No one is going to criticise a commentator for failing to foresee the Gaza Riviera, but the general idea behind the Trump shakeup was predictable … if you speak the language of a businessman.
The World Economic Forum spent years telling us they wanted a Great Reset, well, here it is. Trump is resetting pretty much every rule and game, forcing a necessary return to first principles.
In many ways, this shock tactic replicates the policy cleansing that takes place during wartime, without the war.
For the West to survive this century as the dominant power, it has to be feared. America is not becoming protectionist, as claimed by numerous papers in recent weeks, it is becoming defensive. These might look the same at a glance, but a protectionist empire does not empower others as Trump has done by goading the Europeans into being responsible.
When it comes to predictions, you have to know what a leader wants for their nation to guess what they will do.
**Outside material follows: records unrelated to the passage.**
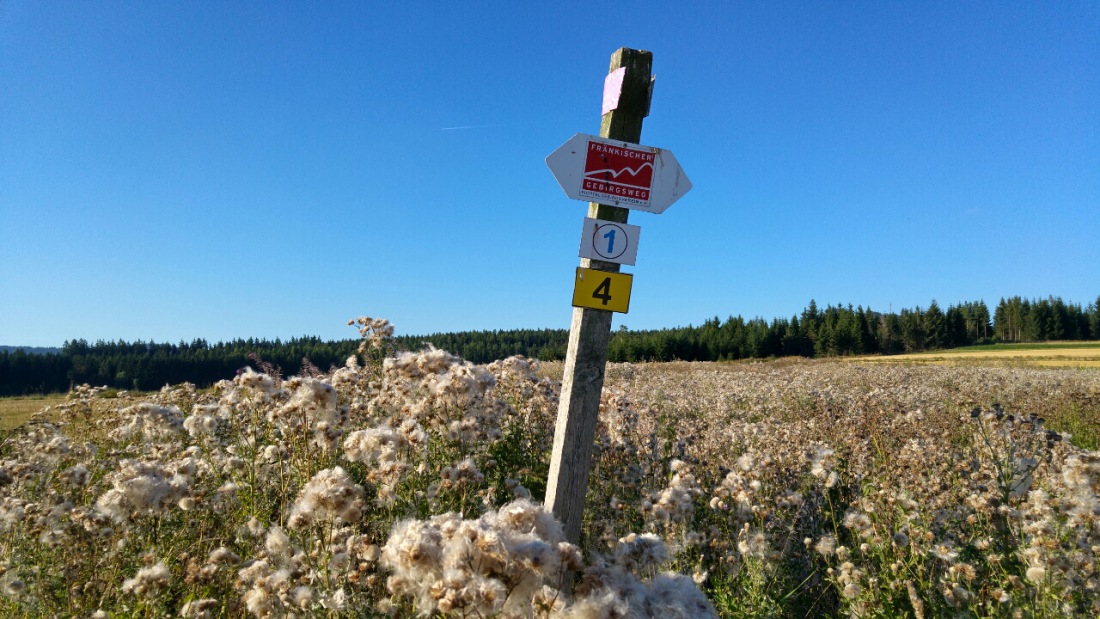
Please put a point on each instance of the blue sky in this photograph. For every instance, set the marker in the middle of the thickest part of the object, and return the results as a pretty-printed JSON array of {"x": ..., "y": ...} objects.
[{"x": 172, "y": 170}]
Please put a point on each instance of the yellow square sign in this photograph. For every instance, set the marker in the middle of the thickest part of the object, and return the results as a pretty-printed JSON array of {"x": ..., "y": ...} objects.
[{"x": 600, "y": 289}]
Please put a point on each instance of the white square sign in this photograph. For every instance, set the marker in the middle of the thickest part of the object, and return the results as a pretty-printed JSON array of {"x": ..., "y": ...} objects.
[{"x": 609, "y": 241}]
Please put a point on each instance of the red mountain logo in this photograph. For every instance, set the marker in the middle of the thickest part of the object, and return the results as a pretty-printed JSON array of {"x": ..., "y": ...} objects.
[{"x": 619, "y": 172}]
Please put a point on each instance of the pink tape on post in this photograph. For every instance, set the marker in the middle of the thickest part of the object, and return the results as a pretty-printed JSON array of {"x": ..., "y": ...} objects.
[{"x": 613, "y": 89}]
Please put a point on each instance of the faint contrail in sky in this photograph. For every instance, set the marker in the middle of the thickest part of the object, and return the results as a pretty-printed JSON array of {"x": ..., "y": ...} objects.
[{"x": 474, "y": 126}]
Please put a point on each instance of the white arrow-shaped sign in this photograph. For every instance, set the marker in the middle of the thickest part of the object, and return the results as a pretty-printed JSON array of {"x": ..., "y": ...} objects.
[{"x": 619, "y": 174}]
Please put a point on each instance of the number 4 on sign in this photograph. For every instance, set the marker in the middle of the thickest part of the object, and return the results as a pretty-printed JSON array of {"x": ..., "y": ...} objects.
[{"x": 602, "y": 289}]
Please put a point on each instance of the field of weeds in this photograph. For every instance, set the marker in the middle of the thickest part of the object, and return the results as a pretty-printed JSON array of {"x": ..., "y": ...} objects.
[{"x": 410, "y": 484}]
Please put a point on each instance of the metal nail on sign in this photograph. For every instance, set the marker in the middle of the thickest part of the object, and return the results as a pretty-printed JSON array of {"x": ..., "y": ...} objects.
[{"x": 619, "y": 174}]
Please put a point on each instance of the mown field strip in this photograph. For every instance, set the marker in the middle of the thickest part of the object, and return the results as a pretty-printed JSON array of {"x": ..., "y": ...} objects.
[
  {"x": 1041, "y": 355},
  {"x": 17, "y": 410}
]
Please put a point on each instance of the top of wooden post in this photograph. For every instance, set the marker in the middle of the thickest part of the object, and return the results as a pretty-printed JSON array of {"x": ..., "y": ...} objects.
[{"x": 625, "y": 123}]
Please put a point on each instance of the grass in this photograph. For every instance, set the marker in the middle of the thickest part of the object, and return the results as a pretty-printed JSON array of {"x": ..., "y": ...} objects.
[
  {"x": 1053, "y": 354},
  {"x": 18, "y": 410}
]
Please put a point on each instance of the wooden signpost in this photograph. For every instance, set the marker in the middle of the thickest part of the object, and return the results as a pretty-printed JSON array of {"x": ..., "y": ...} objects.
[{"x": 618, "y": 174}]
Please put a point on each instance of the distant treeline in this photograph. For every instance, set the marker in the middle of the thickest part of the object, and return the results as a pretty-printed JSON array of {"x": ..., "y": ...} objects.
[{"x": 815, "y": 332}]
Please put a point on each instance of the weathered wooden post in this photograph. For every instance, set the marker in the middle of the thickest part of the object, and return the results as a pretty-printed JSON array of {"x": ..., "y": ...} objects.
[{"x": 612, "y": 169}]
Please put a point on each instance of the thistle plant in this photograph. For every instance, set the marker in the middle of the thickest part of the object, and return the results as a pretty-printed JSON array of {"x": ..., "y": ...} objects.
[{"x": 410, "y": 483}]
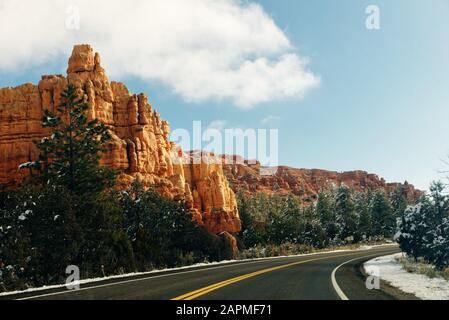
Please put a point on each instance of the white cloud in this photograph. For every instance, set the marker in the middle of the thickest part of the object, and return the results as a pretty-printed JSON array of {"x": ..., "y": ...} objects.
[
  {"x": 201, "y": 49},
  {"x": 269, "y": 120},
  {"x": 217, "y": 125}
]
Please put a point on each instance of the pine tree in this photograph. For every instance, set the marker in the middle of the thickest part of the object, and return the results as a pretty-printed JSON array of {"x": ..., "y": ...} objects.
[
  {"x": 346, "y": 217},
  {"x": 399, "y": 201},
  {"x": 326, "y": 216},
  {"x": 70, "y": 156},
  {"x": 364, "y": 229},
  {"x": 412, "y": 229},
  {"x": 383, "y": 221}
]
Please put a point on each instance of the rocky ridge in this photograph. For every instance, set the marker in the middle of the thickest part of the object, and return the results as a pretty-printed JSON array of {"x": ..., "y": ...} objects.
[{"x": 140, "y": 147}]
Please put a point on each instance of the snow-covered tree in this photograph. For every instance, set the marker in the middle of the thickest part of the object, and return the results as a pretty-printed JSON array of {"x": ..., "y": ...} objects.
[
  {"x": 70, "y": 155},
  {"x": 383, "y": 221},
  {"x": 345, "y": 214}
]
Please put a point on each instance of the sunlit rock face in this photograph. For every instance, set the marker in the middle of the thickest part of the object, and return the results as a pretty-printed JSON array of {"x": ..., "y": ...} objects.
[
  {"x": 245, "y": 176},
  {"x": 140, "y": 146}
]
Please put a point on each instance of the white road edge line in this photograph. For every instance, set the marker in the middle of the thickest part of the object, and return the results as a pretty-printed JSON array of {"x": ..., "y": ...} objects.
[
  {"x": 337, "y": 288},
  {"x": 176, "y": 273}
]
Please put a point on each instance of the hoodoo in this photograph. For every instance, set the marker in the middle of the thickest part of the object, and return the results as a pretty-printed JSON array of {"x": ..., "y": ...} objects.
[{"x": 140, "y": 148}]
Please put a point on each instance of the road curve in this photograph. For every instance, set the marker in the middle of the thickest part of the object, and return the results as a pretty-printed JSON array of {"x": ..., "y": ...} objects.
[{"x": 307, "y": 277}]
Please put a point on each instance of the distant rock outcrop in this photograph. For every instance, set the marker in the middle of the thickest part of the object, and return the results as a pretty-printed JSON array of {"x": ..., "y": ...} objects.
[
  {"x": 305, "y": 183},
  {"x": 140, "y": 147}
]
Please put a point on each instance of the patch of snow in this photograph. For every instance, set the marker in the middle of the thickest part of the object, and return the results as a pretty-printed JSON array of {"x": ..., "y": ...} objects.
[
  {"x": 204, "y": 264},
  {"x": 420, "y": 285}
]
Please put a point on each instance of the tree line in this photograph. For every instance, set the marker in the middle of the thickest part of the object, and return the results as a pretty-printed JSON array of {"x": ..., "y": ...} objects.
[
  {"x": 423, "y": 230},
  {"x": 340, "y": 216}
]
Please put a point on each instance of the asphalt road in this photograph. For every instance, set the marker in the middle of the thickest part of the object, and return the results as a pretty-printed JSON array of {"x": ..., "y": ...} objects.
[{"x": 307, "y": 277}]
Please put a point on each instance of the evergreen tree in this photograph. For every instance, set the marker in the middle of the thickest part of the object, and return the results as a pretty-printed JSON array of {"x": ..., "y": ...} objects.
[
  {"x": 399, "y": 201},
  {"x": 326, "y": 215},
  {"x": 412, "y": 228},
  {"x": 70, "y": 156},
  {"x": 364, "y": 228},
  {"x": 346, "y": 216},
  {"x": 382, "y": 215}
]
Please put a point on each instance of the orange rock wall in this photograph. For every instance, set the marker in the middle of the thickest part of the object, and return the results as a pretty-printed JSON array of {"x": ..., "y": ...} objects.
[
  {"x": 307, "y": 183},
  {"x": 140, "y": 146}
]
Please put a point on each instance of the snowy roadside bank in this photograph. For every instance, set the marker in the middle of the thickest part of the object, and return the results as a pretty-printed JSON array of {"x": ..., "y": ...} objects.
[
  {"x": 191, "y": 267},
  {"x": 391, "y": 271}
]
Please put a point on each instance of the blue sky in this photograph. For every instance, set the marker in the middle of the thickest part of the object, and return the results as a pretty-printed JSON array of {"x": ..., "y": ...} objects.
[{"x": 382, "y": 104}]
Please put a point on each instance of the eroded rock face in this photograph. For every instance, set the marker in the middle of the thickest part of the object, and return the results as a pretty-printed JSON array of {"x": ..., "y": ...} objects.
[
  {"x": 306, "y": 183},
  {"x": 140, "y": 147}
]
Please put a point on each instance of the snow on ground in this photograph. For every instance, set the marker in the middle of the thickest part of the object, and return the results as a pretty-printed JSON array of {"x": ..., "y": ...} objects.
[
  {"x": 205, "y": 264},
  {"x": 420, "y": 285}
]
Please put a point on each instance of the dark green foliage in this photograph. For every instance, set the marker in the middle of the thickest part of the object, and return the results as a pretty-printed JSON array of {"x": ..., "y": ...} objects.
[
  {"x": 383, "y": 221},
  {"x": 346, "y": 216},
  {"x": 326, "y": 215},
  {"x": 161, "y": 231},
  {"x": 70, "y": 156},
  {"x": 338, "y": 217},
  {"x": 423, "y": 230}
]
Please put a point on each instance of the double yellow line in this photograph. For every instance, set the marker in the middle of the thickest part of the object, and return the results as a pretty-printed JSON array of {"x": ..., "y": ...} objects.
[{"x": 201, "y": 292}]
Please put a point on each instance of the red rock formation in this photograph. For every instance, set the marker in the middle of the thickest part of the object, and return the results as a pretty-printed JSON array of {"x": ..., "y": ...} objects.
[
  {"x": 306, "y": 183},
  {"x": 140, "y": 148}
]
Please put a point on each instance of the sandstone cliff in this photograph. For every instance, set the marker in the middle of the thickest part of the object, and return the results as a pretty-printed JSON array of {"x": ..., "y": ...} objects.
[
  {"x": 140, "y": 147},
  {"x": 306, "y": 183}
]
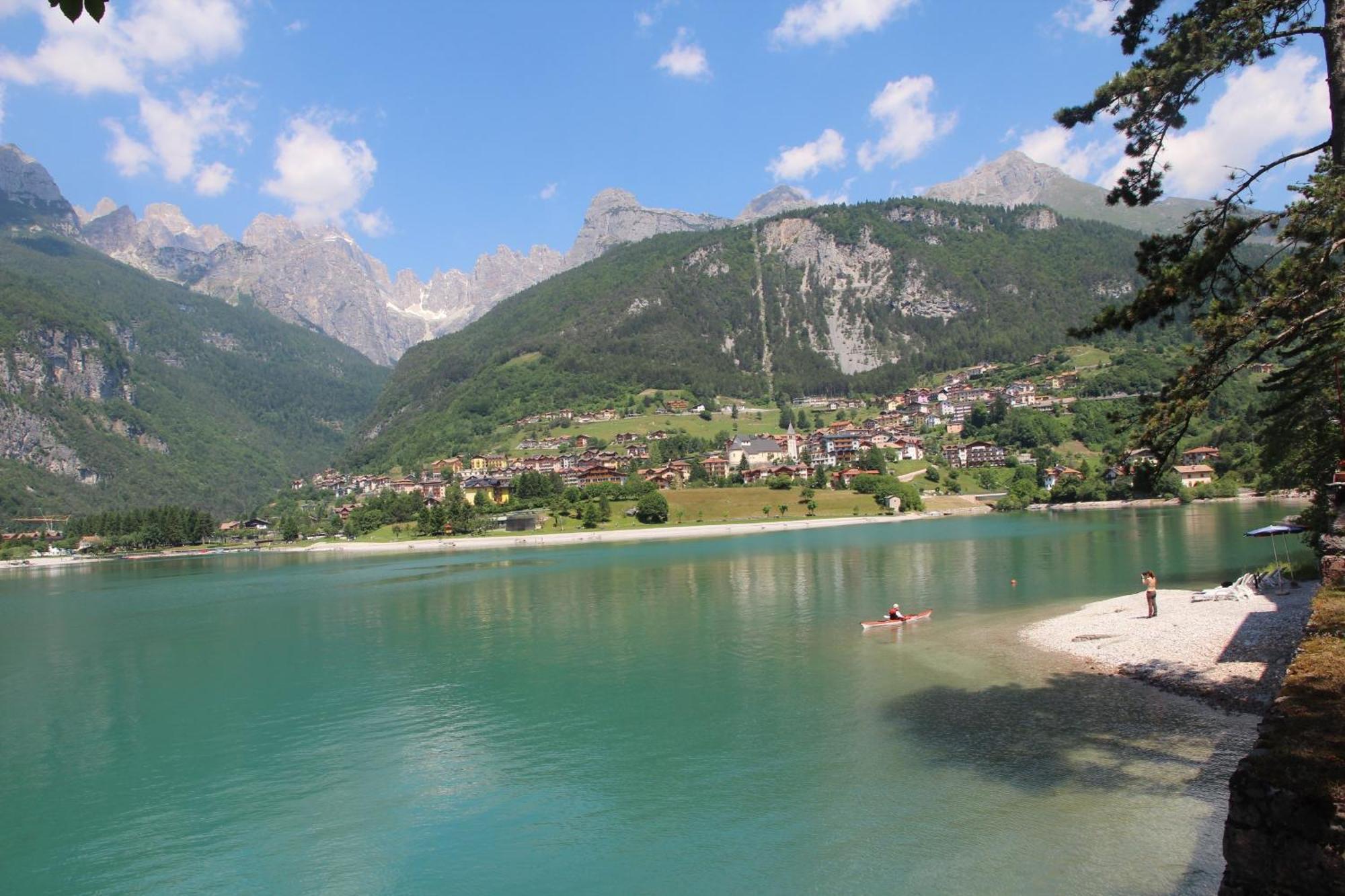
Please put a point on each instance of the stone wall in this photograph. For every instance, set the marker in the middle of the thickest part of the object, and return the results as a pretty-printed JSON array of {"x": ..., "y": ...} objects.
[
  {"x": 1278, "y": 840},
  {"x": 1286, "y": 801}
]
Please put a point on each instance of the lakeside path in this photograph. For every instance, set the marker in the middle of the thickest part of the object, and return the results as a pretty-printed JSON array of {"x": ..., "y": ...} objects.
[{"x": 1230, "y": 653}]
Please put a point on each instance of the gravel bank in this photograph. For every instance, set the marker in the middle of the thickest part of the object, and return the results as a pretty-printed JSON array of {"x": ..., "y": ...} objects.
[{"x": 1230, "y": 653}]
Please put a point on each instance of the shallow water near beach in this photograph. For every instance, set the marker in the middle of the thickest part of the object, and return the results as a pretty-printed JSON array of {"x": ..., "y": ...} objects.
[{"x": 687, "y": 716}]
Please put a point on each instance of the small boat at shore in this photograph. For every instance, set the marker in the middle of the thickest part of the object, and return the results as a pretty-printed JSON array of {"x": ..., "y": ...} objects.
[{"x": 890, "y": 623}]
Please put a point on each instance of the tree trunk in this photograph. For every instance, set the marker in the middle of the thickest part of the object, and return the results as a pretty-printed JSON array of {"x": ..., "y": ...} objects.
[{"x": 1334, "y": 44}]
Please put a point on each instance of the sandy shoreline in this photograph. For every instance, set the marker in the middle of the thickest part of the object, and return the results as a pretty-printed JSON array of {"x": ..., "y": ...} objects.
[
  {"x": 1230, "y": 653},
  {"x": 492, "y": 542},
  {"x": 1164, "y": 502},
  {"x": 544, "y": 540}
]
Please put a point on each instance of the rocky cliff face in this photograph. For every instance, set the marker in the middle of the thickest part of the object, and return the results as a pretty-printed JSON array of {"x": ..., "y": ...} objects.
[
  {"x": 60, "y": 365},
  {"x": 322, "y": 279},
  {"x": 849, "y": 280}
]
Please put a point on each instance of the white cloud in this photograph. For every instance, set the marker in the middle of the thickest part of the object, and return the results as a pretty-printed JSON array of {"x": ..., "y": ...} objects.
[
  {"x": 11, "y": 7},
  {"x": 806, "y": 161},
  {"x": 127, "y": 154},
  {"x": 836, "y": 197},
  {"x": 375, "y": 224},
  {"x": 178, "y": 131},
  {"x": 118, "y": 54},
  {"x": 818, "y": 21},
  {"x": 127, "y": 50},
  {"x": 322, "y": 177},
  {"x": 215, "y": 179},
  {"x": 910, "y": 126},
  {"x": 1278, "y": 106},
  {"x": 1090, "y": 17},
  {"x": 1069, "y": 151},
  {"x": 685, "y": 60}
]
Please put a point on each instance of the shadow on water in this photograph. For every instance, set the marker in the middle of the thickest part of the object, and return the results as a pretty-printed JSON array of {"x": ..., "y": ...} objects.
[{"x": 1078, "y": 729}]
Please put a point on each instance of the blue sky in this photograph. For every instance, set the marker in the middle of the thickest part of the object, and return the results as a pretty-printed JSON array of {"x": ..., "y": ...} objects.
[{"x": 438, "y": 131}]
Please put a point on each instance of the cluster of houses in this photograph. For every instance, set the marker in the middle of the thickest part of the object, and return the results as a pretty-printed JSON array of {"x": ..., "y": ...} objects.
[{"x": 954, "y": 401}]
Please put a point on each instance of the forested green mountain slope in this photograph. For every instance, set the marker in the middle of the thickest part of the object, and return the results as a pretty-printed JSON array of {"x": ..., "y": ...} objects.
[
  {"x": 822, "y": 300},
  {"x": 118, "y": 389}
]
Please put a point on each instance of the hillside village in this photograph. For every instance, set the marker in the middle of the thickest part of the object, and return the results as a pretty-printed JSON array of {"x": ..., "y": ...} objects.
[{"x": 552, "y": 462}]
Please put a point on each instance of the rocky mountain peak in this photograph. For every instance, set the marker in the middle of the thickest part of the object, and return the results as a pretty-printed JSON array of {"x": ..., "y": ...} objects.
[
  {"x": 775, "y": 201},
  {"x": 106, "y": 208},
  {"x": 24, "y": 178},
  {"x": 617, "y": 216},
  {"x": 167, "y": 216},
  {"x": 271, "y": 231},
  {"x": 1013, "y": 179},
  {"x": 25, "y": 182}
]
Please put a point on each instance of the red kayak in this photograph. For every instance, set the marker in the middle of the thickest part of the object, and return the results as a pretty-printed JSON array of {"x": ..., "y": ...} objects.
[{"x": 888, "y": 623}]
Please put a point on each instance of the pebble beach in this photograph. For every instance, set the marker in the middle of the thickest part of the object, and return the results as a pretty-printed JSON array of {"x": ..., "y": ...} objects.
[{"x": 1230, "y": 653}]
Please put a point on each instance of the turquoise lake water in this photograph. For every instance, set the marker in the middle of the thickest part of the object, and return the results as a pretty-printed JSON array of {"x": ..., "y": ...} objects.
[{"x": 692, "y": 716}]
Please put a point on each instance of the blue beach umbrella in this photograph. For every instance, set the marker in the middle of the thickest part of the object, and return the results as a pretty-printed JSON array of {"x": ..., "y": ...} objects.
[{"x": 1276, "y": 529}]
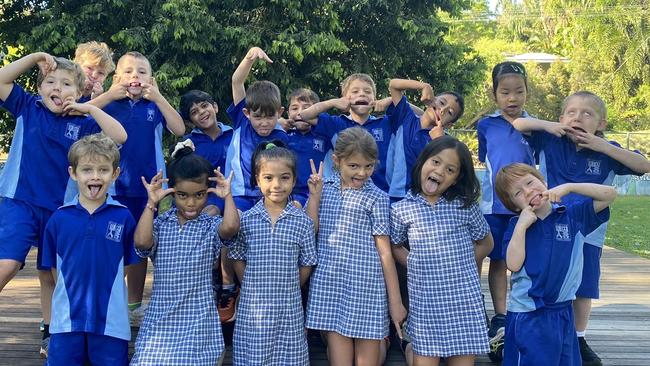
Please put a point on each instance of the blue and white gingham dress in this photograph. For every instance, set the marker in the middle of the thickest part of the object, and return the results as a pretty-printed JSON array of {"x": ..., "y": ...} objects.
[
  {"x": 270, "y": 323},
  {"x": 347, "y": 291},
  {"x": 181, "y": 325},
  {"x": 446, "y": 315}
]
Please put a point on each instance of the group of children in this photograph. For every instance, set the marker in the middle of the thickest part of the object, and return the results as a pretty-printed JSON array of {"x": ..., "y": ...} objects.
[{"x": 331, "y": 202}]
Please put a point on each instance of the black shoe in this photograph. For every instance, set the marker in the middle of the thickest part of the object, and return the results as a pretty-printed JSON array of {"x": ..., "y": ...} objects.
[{"x": 589, "y": 357}]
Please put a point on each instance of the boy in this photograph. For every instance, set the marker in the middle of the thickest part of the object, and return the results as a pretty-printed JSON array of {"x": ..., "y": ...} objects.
[
  {"x": 87, "y": 242},
  {"x": 255, "y": 112},
  {"x": 135, "y": 101},
  {"x": 34, "y": 178},
  {"x": 96, "y": 59},
  {"x": 358, "y": 92},
  {"x": 544, "y": 253},
  {"x": 211, "y": 140},
  {"x": 572, "y": 151}
]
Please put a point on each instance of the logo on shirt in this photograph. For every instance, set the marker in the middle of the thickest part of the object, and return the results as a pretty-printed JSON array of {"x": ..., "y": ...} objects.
[
  {"x": 114, "y": 231},
  {"x": 318, "y": 144},
  {"x": 562, "y": 232},
  {"x": 593, "y": 167},
  {"x": 72, "y": 131},
  {"x": 378, "y": 134}
]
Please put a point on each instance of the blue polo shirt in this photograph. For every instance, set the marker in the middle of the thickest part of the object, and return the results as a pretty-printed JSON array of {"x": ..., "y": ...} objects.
[
  {"x": 240, "y": 152},
  {"x": 552, "y": 270},
  {"x": 380, "y": 128},
  {"x": 142, "y": 154},
  {"x": 499, "y": 144},
  {"x": 89, "y": 252},
  {"x": 561, "y": 162},
  {"x": 37, "y": 167},
  {"x": 307, "y": 146}
]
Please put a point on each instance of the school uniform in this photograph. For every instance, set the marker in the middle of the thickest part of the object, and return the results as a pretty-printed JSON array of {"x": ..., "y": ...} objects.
[
  {"x": 89, "y": 303},
  {"x": 240, "y": 154},
  {"x": 540, "y": 328},
  {"x": 270, "y": 324},
  {"x": 33, "y": 180}
]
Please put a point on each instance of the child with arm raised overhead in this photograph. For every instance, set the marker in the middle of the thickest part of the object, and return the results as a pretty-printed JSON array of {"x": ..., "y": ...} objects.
[{"x": 181, "y": 324}]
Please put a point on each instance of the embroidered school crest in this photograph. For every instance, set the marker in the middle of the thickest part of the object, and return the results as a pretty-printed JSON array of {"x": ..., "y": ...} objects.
[
  {"x": 593, "y": 167},
  {"x": 562, "y": 232},
  {"x": 114, "y": 231},
  {"x": 72, "y": 131}
]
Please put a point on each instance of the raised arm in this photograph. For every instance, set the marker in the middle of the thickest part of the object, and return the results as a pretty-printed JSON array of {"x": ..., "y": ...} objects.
[{"x": 242, "y": 71}]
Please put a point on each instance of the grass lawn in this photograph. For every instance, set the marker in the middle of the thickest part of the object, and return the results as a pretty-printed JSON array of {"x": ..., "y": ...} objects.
[{"x": 629, "y": 223}]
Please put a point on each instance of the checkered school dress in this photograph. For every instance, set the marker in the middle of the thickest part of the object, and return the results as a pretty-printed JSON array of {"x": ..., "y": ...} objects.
[
  {"x": 270, "y": 323},
  {"x": 446, "y": 315},
  {"x": 347, "y": 291},
  {"x": 181, "y": 325}
]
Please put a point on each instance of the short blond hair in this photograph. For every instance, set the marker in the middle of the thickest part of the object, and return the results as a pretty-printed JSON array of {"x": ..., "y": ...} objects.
[
  {"x": 95, "y": 53},
  {"x": 507, "y": 176}
]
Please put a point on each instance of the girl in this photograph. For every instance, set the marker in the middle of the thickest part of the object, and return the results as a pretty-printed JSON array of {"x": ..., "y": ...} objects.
[
  {"x": 273, "y": 254},
  {"x": 500, "y": 144},
  {"x": 181, "y": 325},
  {"x": 448, "y": 235},
  {"x": 347, "y": 298}
]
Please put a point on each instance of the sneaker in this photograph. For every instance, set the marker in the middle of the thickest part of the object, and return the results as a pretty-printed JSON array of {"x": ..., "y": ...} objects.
[
  {"x": 589, "y": 357},
  {"x": 45, "y": 344},
  {"x": 226, "y": 306},
  {"x": 136, "y": 315}
]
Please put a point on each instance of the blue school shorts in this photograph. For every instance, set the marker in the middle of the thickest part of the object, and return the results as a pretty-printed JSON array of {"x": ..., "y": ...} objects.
[
  {"x": 544, "y": 337},
  {"x": 498, "y": 226},
  {"x": 80, "y": 348},
  {"x": 21, "y": 226},
  {"x": 589, "y": 287}
]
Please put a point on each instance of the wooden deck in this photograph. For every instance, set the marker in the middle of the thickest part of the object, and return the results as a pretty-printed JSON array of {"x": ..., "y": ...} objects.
[{"x": 619, "y": 330}]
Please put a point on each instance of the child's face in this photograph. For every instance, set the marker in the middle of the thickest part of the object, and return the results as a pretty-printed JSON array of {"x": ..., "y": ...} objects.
[
  {"x": 361, "y": 96},
  {"x": 57, "y": 87},
  {"x": 276, "y": 180},
  {"x": 132, "y": 72},
  {"x": 527, "y": 191},
  {"x": 296, "y": 107},
  {"x": 204, "y": 114},
  {"x": 581, "y": 113},
  {"x": 190, "y": 198},
  {"x": 355, "y": 170},
  {"x": 94, "y": 175},
  {"x": 439, "y": 172},
  {"x": 511, "y": 95}
]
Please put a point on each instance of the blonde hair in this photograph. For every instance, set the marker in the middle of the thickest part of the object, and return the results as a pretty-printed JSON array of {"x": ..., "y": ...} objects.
[{"x": 95, "y": 53}]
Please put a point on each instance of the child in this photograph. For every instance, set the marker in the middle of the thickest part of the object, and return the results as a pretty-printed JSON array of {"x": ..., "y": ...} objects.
[
  {"x": 96, "y": 59},
  {"x": 307, "y": 145},
  {"x": 86, "y": 243},
  {"x": 572, "y": 152},
  {"x": 181, "y": 325},
  {"x": 544, "y": 253},
  {"x": 135, "y": 101},
  {"x": 33, "y": 181},
  {"x": 274, "y": 253},
  {"x": 211, "y": 140},
  {"x": 415, "y": 132},
  {"x": 254, "y": 113},
  {"x": 447, "y": 235},
  {"x": 358, "y": 96},
  {"x": 348, "y": 290},
  {"x": 500, "y": 144}
]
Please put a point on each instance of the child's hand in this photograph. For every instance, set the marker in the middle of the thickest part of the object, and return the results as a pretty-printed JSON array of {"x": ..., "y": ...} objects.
[
  {"x": 222, "y": 190},
  {"x": 315, "y": 182},
  {"x": 155, "y": 192}
]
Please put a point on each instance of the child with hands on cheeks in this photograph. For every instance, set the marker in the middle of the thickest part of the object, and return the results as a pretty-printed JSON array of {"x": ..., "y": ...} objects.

Whether Russia accepts a peace deal with Ukraine, for example, it is not so much about the terms offered with Ukraine but rather how wary Putin is of China’s growing power. He is a student of history, and he knows the risk of a so-called friend in charge of an expansionist empire. China could turn on Russia as Hitler turned on Stalin. America is a safer global leader and the oligarchs in his regime are growing restless about Russia’s exclusion from the West. With a strengthened Europe on one side, the last thing Putin wants is China to stir chaos in the Pacific and demand help. Suddenly Russia really could be stretched and incapable of holding its position in Ukraine and Crimea.
The map is shaped by military reality, not moral clarity. We can only wait to see if it is our hopes that come to pass, not our fears.